Gout. A very painful type of acute arthritis brought on by excess consumption of rich foods and alcohol. Gout was called “the disease of kings” because it was something only wealthy people had—they were the only ones who could afford such delicacies. If you had gout, you were obviously a privileged person. And thus, glamorous.
Consumption. This was what they used to call tuberculosis—a deadly and deeply unpleasant disease. But how many stories, paintings, and operas have there been in which our heroine died from consumption? Plenty. In fact, consumption was called “the romantic disease.” That’s massively glamorous.

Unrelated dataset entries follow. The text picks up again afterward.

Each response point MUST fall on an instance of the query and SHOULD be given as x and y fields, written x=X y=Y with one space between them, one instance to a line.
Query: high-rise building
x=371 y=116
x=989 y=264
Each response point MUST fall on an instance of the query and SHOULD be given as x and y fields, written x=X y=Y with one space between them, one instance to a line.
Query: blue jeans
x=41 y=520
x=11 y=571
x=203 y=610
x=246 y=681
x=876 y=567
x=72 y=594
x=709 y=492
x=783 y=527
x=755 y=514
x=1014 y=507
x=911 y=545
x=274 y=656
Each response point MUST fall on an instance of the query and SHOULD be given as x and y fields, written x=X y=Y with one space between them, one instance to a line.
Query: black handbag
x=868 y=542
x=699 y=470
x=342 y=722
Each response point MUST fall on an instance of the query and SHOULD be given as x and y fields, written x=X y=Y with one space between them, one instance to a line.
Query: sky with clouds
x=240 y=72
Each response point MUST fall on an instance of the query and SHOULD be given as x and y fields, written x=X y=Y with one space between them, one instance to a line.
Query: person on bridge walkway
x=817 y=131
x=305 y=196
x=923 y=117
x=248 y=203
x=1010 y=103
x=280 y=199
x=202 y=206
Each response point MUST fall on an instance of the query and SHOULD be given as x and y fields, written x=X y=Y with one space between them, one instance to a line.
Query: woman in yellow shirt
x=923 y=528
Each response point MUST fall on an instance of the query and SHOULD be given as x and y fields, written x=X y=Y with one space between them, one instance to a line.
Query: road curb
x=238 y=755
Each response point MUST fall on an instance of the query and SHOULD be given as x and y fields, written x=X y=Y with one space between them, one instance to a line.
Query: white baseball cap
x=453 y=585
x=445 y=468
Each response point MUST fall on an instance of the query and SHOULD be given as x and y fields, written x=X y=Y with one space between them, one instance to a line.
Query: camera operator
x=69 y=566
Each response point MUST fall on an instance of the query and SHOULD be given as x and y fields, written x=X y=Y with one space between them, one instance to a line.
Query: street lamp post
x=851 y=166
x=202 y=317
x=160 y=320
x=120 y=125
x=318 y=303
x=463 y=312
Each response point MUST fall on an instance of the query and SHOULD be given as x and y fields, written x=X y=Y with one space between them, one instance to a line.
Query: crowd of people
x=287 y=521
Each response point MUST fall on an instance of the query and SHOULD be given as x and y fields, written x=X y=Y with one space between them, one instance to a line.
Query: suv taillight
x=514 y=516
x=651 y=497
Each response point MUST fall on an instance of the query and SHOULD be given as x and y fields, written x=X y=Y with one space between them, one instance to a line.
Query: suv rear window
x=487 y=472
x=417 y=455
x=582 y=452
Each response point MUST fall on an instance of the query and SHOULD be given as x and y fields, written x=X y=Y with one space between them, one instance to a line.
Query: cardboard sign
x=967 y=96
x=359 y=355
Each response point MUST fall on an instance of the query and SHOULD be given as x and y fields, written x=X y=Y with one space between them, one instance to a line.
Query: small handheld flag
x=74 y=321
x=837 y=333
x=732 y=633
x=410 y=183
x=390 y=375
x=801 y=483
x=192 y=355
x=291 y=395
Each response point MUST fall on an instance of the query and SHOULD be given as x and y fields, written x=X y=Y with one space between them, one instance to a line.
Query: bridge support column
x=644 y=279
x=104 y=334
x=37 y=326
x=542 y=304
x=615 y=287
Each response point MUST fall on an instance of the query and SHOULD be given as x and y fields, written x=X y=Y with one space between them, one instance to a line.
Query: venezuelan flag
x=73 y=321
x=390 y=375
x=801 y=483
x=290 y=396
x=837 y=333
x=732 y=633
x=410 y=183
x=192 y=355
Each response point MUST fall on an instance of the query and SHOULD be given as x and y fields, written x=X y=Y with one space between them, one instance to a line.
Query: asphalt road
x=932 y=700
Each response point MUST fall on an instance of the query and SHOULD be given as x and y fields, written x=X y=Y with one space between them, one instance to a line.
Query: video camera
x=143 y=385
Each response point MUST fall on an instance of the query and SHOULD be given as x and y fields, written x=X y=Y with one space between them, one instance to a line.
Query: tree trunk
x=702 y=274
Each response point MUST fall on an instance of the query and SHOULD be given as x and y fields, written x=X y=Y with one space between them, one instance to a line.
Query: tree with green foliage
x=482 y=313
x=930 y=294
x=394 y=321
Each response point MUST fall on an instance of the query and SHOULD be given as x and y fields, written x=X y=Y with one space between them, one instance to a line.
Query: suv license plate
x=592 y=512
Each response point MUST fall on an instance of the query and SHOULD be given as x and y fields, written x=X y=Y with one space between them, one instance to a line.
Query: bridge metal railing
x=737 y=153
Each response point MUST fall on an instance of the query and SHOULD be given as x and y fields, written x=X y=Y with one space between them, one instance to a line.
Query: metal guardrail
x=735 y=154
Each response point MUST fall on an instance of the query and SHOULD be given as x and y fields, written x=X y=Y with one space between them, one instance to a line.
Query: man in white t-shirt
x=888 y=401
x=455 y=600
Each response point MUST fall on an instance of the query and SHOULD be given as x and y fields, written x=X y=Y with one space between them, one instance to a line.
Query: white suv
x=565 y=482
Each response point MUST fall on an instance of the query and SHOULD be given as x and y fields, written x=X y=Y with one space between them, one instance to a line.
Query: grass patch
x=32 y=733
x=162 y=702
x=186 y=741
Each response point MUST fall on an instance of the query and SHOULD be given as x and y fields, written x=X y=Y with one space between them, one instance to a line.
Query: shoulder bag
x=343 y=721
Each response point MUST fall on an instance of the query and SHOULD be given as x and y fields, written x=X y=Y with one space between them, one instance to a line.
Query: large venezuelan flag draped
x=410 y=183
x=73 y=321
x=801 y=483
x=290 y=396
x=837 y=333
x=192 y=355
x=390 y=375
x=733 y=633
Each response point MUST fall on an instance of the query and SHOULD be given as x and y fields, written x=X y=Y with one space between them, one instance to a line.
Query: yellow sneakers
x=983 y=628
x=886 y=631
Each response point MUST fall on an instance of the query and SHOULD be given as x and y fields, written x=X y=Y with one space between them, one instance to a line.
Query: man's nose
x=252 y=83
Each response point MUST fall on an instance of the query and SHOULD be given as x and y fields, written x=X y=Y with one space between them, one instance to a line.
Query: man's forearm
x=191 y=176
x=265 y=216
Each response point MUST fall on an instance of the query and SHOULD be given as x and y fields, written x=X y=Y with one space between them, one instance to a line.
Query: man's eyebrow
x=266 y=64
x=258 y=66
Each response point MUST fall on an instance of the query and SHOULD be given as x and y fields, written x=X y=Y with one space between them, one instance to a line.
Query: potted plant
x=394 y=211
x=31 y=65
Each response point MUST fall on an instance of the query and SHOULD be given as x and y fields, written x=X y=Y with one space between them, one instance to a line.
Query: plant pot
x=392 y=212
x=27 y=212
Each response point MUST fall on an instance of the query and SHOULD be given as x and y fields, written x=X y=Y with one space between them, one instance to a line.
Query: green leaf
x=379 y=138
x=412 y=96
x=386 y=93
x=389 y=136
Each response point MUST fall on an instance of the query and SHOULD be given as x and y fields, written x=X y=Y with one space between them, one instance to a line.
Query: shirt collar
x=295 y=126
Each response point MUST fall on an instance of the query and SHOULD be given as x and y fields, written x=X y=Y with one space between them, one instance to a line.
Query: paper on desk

Melancholy. Better known as depression. Theories on its causes ranged from demonic possession to an excess of what was called “black bile” (which was thought to be produced by the spleen). Starting in the 16th century, melancholy was actually seen as a desirable thing because it marked the sufferer as especially sensitive and thoughtful, and often, more creative. Very glamorous indeed.
The Vapors. Not technically a disease, more of a symptom. And curiously, the vapors were always suffered by women. Because, you know, the “fairer sex” was just more prone to dainty fits and fainting spells. Fever, fatigue, anxiety, and PMS, among other things, could all be ascribed to the vapors. The classic Victorian image of a woman with the vapors is one in which she’s swooning on a couch. How much more glamorous can you get?
On the flip side, men often used the vapors as a diagnosis for women who were headstrong, didn’t obey their husbands, or were somehow “too emotional.” Which is not just unglamorous, it’s also misogynist crap.